Frank, there are plenty of open source communities and platforms. Most of them have their own issues, but they are usually more respected and well-paid, and more professional. I attend plenty of technical meetups and conferences and people dismiss WordPress as a platform for hobbyists and bloggers and nothing else, and we’ve seen a good number of active contributors leaving the project in order to do “real work” 🙂
That “demanding” mentality is not just prevalent in WordPress. I see a lot of that on my end as a designer, and it always has to do with unrealistic expectations from the user. I think the worst comes from clients who believe a plugin is not constrained and can function any way they want.
I’ve also never developed plugins myself, but I know the guts of it, I know what goes into it and I know it takes a lot of blood, sweat and tears for these developers to get it right. I appreciate that, and try to support and leave good reviews when ever I can.
Your though that “code itself does not matter at all” is the answer 😉 Software, plugins, theme, service and anything what exist loaded on server is nothing if its not a “solution” – working suite followed by next steps.
I really appreciate “campaign” what you or Chris Lema do.

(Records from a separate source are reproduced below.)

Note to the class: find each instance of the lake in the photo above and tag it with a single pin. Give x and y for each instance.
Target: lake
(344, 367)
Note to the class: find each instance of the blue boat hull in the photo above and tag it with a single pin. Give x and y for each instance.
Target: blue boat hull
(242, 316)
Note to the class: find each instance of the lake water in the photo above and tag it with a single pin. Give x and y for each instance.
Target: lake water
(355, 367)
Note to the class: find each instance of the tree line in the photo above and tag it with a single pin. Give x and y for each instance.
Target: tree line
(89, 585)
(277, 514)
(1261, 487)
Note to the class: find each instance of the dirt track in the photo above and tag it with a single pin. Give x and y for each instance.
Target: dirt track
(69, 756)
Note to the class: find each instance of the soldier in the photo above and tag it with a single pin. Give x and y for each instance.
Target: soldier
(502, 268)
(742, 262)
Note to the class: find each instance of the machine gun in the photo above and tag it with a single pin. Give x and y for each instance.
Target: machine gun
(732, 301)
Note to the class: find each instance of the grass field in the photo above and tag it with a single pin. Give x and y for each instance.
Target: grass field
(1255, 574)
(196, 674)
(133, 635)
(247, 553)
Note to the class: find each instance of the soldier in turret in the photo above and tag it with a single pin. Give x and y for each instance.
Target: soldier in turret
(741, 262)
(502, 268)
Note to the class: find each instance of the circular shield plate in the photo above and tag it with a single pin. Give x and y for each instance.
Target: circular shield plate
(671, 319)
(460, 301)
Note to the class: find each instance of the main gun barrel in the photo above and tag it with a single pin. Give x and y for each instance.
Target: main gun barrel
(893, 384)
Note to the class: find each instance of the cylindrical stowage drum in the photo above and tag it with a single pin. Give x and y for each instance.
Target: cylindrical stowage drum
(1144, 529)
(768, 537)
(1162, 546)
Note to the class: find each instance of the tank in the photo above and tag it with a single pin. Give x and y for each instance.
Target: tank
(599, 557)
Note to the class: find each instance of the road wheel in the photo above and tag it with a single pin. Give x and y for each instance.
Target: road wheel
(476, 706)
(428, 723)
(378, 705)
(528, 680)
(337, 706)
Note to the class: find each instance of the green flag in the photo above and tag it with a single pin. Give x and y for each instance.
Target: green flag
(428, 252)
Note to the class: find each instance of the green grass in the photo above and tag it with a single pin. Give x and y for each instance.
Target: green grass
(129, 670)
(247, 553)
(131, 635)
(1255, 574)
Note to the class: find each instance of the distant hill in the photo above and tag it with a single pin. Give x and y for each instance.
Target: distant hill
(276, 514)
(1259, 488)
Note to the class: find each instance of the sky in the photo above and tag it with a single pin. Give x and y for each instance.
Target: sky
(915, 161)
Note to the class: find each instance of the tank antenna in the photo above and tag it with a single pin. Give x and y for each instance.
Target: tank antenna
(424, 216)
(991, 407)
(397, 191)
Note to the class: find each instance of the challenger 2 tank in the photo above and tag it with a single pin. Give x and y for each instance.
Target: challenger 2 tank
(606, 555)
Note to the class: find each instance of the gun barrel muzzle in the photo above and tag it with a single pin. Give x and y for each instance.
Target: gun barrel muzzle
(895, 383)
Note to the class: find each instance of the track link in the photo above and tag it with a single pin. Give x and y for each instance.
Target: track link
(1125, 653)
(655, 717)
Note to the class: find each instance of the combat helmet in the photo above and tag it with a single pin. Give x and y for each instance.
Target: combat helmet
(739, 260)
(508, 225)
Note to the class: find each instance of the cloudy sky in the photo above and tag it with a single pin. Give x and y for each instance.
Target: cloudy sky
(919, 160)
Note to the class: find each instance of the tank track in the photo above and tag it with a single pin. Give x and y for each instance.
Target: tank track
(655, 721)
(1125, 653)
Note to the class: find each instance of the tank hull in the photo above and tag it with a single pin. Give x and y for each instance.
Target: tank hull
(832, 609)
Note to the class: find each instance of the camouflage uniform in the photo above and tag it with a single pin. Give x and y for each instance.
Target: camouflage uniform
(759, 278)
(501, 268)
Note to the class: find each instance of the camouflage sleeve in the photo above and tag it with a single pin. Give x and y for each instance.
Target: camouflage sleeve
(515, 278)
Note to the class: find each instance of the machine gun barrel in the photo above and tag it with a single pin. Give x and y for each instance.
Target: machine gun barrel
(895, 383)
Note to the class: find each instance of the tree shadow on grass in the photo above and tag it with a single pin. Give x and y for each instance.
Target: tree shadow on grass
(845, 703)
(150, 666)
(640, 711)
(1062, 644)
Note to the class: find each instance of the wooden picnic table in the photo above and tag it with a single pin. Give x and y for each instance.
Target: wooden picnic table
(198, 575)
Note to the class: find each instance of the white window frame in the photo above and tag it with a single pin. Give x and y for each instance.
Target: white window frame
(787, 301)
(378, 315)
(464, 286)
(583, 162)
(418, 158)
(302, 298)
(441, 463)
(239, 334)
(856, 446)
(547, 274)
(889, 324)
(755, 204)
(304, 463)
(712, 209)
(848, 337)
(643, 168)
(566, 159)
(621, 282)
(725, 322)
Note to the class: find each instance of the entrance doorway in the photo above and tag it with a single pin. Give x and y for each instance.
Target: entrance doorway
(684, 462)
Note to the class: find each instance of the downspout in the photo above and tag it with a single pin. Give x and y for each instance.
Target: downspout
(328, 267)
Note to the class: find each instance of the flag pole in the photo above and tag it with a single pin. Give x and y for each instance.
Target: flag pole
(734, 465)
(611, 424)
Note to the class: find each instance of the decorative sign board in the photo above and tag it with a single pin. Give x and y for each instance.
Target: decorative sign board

You are both business oriented and still give back enough (for example with this post).
Community just need more leaders like you, who will attract more business users (who recognize a value of professional solution and are willing to pay for it ).
I hope more website owners will recognize that slider and more page views, likes are cool, but what really matters is lead, goal, sale … when both sides are in situation win-win.
Thanks Peter, appreciate the kind words. 🙂
Aspects other than code are important for the business development, but the users and WordPress website business owners often forget that an unstable product is a recipe for disaster. We’ve seen plenty of examples over the past year or two of sites going down, plugins causing millions of website hacks due to major security leaks, tons of premium plugins yielding errors and warnings, some incredibly stupid mistakes and so forth.
The underpricing of WordPress solutions and the expectation of delivering massive results in weeks is banishing real experts who prefer to participate in communities with realistic expectations, respect and rationale, instead of cheap dreams or charlatan communities building spam networks or selling false promises.
So it goes both ways, but unless we start respecting our services and upgrade our skills, it will only get worse.
Well said @Mario Peshev. Thank you.
Well said Mario. I’ve turned down more than one client because they are unwilling to take the time to learn how to work w/ WordPress and edit they’re own sites. WordPress is such a buzzword, they don’t even know what they’re asking for.
I get frustrated with developers who put together a site for a client and then give them no training. Bad expectations come as much from this as people demanding help on a free plugin.
Absolutely, Becky. That’s why I elaborated on the problem in http://devwp.eu/why-wordpress-expert-is-not-a-real-title/ – “WordPress” is a term generic enough to mean nothing without the proper context, and the lack of any certification program allows everyone to label themselves whatever they wish.
Great Post. Open Source is about sharing BUT we also need to make money in order to be able to share. The thing I like about WordPress is that it provides that oppotunity. I also like your sliders example; we should use the open source approach to iterate and evolve an existing plugin rather than build something new from scratch……Thanks for sharing your insights.
Thanks for commenting – collaboration in Open Source is one of the most essential ways to give back and work together for the common good!